Learning Halfspaces and Neural Networks with Random Initialization
Yuchen Zhang, Jason D. Lee, Martin J. Wainwright, Michael I. Jordan
TL;DR
The paper analyzes non-convex empirical risk minimization for learning halfspaces and multilayer neural networks with Lipschitz losses, showing that randomized initializations followed by simple optimization steps yield ε-excess risk in time polynomial in n and d but exponential in (L/ε^2) log(L/ε). It proves fundamental hardness results that prevent polynomial-time improvements in the ε-dependence in general, while also delivering positive results: agnostic learning for networks with modest complexity, and a BoostNet boosting-based method that efficiently learns networks under constant-margin separability (with exponential dependence on 1/γ). A simulation study on parity functions demonstrates practical advantages of BoostNet over standard backpropagation in challenging noisy settings. Overall, the work delineates both the capabilities and limitations of non-convex ERM approaches for learning halfspaces and deep nets, linking complexity-theoretic barriers to margin-based learnability and providing concrete, implementable algorithms for structured data scenarios.
Abstract
We study non-convex empirical risk minimization for learning halfspaces and neural networks. For loss functions that are $L$-Lipschitz continuous, we present algorithms to learn halfspaces and multi-layer neural networks that achieve arbitrarily small excess risk $ε>0$. The time complexity is polynomial in the input dimension $d$ and the sample size $n$, but exponential in the quantity $(L/ε^2)\log(L/ε)$. These algorithms run multiple rounds of random initialization followed by arbitrary optimization steps.
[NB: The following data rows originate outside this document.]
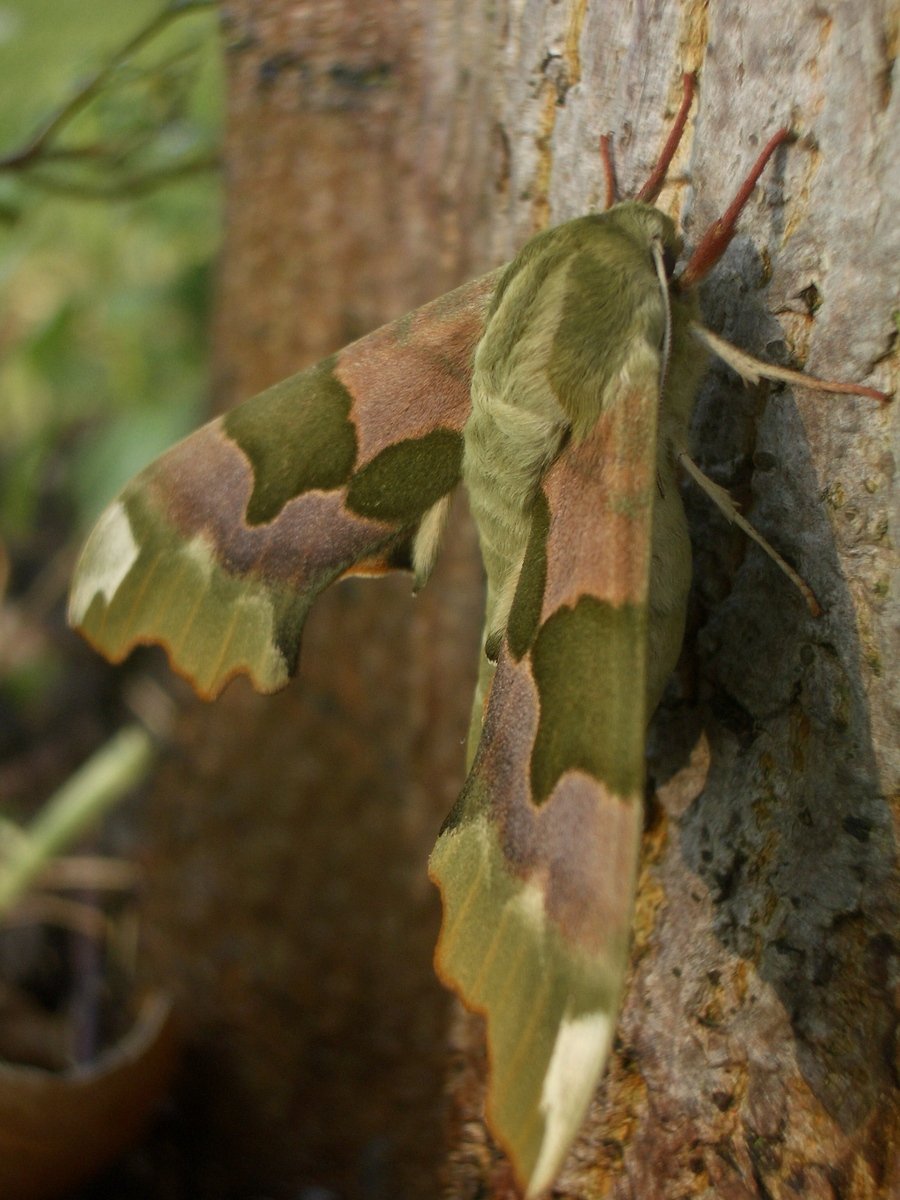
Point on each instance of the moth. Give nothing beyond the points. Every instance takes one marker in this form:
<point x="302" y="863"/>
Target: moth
<point x="558" y="389"/>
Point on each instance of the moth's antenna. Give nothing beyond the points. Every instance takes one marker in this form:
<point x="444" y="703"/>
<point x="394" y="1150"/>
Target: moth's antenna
<point x="653" y="186"/>
<point x="715" y="240"/>
<point x="660" y="264"/>
<point x="612" y="187"/>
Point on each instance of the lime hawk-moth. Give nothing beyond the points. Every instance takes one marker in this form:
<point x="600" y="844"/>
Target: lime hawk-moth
<point x="559" y="390"/>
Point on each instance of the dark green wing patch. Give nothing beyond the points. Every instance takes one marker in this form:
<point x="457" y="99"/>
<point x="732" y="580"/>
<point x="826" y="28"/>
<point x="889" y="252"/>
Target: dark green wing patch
<point x="402" y="483"/>
<point x="298" y="437"/>
<point x="585" y="663"/>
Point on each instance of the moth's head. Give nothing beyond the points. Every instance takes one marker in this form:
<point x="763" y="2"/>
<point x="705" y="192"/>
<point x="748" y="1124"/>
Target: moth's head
<point x="643" y="223"/>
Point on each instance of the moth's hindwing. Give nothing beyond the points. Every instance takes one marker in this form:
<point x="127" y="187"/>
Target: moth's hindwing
<point x="217" y="550"/>
<point x="537" y="862"/>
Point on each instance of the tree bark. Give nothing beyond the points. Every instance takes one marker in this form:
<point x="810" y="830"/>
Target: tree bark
<point x="377" y="156"/>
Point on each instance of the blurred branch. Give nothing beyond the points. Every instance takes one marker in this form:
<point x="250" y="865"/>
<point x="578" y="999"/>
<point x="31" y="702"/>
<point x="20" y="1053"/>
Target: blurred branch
<point x="43" y="148"/>
<point x="107" y="775"/>
<point x="135" y="185"/>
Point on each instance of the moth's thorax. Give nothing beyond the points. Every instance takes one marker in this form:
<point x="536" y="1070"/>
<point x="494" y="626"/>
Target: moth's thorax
<point x="573" y="315"/>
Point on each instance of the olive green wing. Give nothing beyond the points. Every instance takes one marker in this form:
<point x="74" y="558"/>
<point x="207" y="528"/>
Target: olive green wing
<point x="217" y="550"/>
<point x="537" y="863"/>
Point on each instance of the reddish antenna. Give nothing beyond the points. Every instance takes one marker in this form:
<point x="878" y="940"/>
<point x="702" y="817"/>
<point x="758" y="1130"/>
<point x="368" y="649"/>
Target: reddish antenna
<point x="715" y="240"/>
<point x="653" y="186"/>
<point x="612" y="187"/>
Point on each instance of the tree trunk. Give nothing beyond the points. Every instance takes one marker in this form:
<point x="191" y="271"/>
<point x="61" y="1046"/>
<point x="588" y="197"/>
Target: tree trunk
<point x="378" y="154"/>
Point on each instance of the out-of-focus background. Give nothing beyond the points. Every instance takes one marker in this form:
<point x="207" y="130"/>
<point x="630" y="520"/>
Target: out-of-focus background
<point x="111" y="120"/>
<point x="107" y="252"/>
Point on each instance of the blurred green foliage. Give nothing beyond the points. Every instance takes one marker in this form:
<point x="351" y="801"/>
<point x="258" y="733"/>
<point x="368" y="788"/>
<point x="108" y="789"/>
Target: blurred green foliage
<point x="105" y="270"/>
<point x="109" y="227"/>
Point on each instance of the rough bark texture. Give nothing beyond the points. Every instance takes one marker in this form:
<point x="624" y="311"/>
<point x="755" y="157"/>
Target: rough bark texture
<point x="370" y="147"/>
<point x="288" y="897"/>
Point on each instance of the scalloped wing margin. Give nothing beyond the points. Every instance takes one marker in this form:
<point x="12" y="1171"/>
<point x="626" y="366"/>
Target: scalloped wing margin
<point x="537" y="863"/>
<point x="217" y="550"/>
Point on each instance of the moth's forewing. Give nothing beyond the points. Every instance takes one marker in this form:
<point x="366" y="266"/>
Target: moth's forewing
<point x="217" y="550"/>
<point x="537" y="862"/>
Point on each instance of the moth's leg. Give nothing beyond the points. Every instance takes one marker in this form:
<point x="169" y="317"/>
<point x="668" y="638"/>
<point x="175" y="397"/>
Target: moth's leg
<point x="726" y="505"/>
<point x="753" y="370"/>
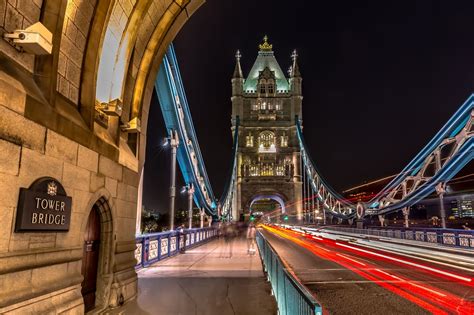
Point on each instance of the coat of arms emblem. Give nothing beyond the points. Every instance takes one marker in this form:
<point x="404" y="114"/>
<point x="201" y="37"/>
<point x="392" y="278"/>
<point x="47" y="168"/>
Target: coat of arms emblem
<point x="52" y="189"/>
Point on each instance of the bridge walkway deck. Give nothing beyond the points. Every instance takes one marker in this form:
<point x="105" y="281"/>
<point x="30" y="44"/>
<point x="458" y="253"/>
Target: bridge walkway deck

We further show that if the data is separable by some neural network with constant margin $γ>0$, then there is a polynomial-time algorithm for learning a neural network that separates the training data with margin $Ω(γ)$. As a consequence, the algorithm achieves arbitrary generalization error $ε>0$ with ${\rm poly}(d,1/ε)$ sample and time complexity. We establish the same learnability result when the labels are randomly flipped with probability $η<1/2$.